Alycia J. Sterenberg Mahon: Alycia Sterenberg Mahon, MM, MT-BC is the current Brain Interdisciplinary Research and Neurosciences (BRAIN) Lab manager at Western Michigan University. She completed her undergraduate work at Wartburg College in music therapy and psychology. Following her internship, she received a master’s in music therapy at Western Michigan University. Currently, Alycia is pursuing a doctoral degree in Evaluation, Measurement, and Research at Western Michigan University in which she has completed courses in qualitative, quantitative, and mixed methods; evaluation; and measurement. Alycia has 14 peer-reviewed presentations at regional, national, and international conferences. Alycia’s interests include pursuing continued knowledge of research methodologies and advancing the field of music therapy through research.
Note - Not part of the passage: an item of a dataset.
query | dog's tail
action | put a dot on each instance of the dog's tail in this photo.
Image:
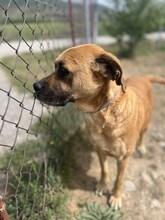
(155, 79)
Contact: a.j.sterenbergmahon@gmail.com

Author Note

The authors declare no conflicts of interest. The authors would like to acknowledge Dr. David Smith, Dr. Ying Zeng, Dr. Ann Chapleau, Dr. Joshua D. Naranjo, Meghan Feeman, and all of their families for their guidance and support.

Correspondence concerning this article should be addressed to Edward A. Roth, 1903 West Michigan Avenue Kalamazoo, Michigan 49008-5434; Email: mailto:edward.roth@wmich.edu

Notes

[1] All three studies were approved by the Institutional Review Board at Western Michigan Univeristy.